The MS Society held a brilliant event in Swansea yesterday, ‘Living with MS’, which I persuaded my long-suffering boss to drive me to with the lure of Welsh cakes and a nice lunch.
The event was interesting and engaging and was also a celebration of how far we have come in our understanding and treatment of MS since the Society’s inaugural meeting sixty years ago.
To put this into perspective, just twenty years ago there were no disease modifying treatments for MS. Today, there are seven, with four more on the horizon.
The talks and flow of information at the event were fantastic, but what I enjoyed more than anything was the support and sense of belonging. MS can be a very isolating illness affecting every area of life. As a single parent (yup, get the violin out), there are long evenings when I am alone with my fears and jumbled thoughts, without someone to rein me in and help keep things on an even keel.

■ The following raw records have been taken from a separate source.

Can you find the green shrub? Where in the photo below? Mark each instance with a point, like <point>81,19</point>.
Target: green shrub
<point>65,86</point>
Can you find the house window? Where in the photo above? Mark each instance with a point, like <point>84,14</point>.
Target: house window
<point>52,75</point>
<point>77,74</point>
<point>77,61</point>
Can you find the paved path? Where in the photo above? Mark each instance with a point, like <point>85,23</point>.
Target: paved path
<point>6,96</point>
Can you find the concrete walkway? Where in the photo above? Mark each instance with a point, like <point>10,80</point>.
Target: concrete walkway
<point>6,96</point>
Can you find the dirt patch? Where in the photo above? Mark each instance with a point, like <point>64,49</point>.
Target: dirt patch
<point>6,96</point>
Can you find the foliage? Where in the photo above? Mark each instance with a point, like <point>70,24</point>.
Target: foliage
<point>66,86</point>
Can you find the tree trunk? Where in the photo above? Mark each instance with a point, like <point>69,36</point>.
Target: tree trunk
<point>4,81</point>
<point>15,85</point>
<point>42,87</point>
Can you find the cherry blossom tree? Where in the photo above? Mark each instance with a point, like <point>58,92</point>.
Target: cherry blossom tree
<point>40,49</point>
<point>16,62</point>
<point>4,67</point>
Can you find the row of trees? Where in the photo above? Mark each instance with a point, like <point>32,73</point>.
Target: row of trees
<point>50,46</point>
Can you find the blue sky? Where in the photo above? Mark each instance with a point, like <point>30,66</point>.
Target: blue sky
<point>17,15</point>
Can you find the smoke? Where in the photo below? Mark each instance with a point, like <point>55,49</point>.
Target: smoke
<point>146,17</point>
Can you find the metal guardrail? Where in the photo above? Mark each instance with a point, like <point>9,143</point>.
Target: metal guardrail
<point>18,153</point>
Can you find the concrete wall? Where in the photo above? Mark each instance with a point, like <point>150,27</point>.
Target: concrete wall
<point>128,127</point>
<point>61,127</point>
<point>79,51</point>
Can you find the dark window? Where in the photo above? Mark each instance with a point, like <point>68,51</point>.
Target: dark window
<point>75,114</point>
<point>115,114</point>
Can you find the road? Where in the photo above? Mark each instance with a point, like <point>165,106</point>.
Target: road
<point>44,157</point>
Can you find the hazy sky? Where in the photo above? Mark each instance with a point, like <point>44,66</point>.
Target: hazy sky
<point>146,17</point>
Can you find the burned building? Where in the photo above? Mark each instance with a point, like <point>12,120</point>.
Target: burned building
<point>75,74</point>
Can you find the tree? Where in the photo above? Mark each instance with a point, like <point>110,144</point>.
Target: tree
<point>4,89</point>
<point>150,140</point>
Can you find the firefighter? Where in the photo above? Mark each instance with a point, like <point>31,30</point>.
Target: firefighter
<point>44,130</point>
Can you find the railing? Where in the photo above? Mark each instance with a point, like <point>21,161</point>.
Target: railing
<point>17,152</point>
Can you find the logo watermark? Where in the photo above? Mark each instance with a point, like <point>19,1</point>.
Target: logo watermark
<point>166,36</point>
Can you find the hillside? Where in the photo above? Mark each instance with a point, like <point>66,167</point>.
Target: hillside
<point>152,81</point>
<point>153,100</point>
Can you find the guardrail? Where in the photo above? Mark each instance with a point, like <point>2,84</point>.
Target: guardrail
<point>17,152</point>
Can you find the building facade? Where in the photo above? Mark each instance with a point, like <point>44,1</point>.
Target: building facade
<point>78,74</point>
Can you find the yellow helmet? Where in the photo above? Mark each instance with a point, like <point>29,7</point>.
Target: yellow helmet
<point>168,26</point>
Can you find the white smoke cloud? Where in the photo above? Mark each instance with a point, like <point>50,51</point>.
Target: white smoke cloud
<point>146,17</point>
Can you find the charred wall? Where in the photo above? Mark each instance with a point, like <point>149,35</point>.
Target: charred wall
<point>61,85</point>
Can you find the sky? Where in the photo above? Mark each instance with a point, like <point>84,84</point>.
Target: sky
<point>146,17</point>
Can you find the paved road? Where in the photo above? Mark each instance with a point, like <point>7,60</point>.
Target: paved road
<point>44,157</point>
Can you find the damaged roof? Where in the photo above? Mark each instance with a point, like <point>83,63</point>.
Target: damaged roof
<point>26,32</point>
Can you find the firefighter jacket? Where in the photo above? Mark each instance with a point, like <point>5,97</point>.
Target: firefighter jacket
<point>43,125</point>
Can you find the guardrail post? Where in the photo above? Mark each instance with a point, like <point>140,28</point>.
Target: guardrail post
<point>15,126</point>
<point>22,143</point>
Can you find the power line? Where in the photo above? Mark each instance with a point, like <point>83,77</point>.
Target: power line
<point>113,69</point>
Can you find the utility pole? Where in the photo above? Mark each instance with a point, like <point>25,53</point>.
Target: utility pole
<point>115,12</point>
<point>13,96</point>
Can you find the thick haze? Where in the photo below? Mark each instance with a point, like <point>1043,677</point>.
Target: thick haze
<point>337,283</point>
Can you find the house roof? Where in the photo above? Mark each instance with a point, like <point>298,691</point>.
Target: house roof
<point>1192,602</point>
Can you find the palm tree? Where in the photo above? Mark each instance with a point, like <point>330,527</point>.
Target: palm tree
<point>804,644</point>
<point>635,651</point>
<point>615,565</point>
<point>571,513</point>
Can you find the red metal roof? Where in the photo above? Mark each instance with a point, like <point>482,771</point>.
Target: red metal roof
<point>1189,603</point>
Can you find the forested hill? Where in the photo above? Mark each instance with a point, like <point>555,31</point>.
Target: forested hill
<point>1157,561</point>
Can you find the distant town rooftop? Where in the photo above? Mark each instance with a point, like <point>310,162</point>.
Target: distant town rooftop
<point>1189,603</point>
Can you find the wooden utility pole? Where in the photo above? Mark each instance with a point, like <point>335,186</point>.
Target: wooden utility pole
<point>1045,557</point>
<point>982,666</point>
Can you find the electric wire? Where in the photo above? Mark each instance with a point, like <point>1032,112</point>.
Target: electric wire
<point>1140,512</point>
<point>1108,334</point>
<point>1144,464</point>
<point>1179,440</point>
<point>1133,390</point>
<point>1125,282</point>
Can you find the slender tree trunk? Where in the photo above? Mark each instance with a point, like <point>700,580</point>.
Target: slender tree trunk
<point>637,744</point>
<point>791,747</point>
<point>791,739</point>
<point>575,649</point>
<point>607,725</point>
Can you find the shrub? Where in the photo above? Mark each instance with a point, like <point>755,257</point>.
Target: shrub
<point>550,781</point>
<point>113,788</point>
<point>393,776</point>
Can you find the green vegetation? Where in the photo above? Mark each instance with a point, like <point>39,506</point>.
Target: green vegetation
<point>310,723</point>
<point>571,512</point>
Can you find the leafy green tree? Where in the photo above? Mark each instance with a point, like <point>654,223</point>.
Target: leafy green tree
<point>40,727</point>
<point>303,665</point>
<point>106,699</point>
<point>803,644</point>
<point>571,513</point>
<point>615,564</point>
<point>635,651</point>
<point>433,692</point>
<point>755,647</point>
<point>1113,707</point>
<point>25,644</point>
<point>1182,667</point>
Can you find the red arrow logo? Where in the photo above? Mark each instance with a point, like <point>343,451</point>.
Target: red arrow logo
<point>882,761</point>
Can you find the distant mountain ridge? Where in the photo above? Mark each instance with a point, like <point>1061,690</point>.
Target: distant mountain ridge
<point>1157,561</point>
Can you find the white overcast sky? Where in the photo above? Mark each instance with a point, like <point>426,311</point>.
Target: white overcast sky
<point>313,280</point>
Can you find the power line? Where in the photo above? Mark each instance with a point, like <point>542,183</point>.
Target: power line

To be surrounded by other people living with MS is comforting. I feel accepted and less alone. Sharing stories and laughing with each other in the face of MS is balm for the soul.
I went to a workshop about ‘Looking after yourself’. Listening to other people speak reassured me that my thoughts and fears are not unique to me – we all struggle in some way or another, whether we are newly-diagnosed or have lived with MS for decades.
Lunch was an opportunity to catch up with old friends and spill coffee down my top, just in time to sit on a question and answer panel about family life with MS. As this was at the end of a long day, I was ever-so-slightly tired and I’m sure I rambled incoherently about MS and The Teenager and how we had adjusted to life with MS.
We rounded the day off with donuts and more coffee before heading home. I took away the thought that even though each of us with MS copes in our own way, we all know we are in it together.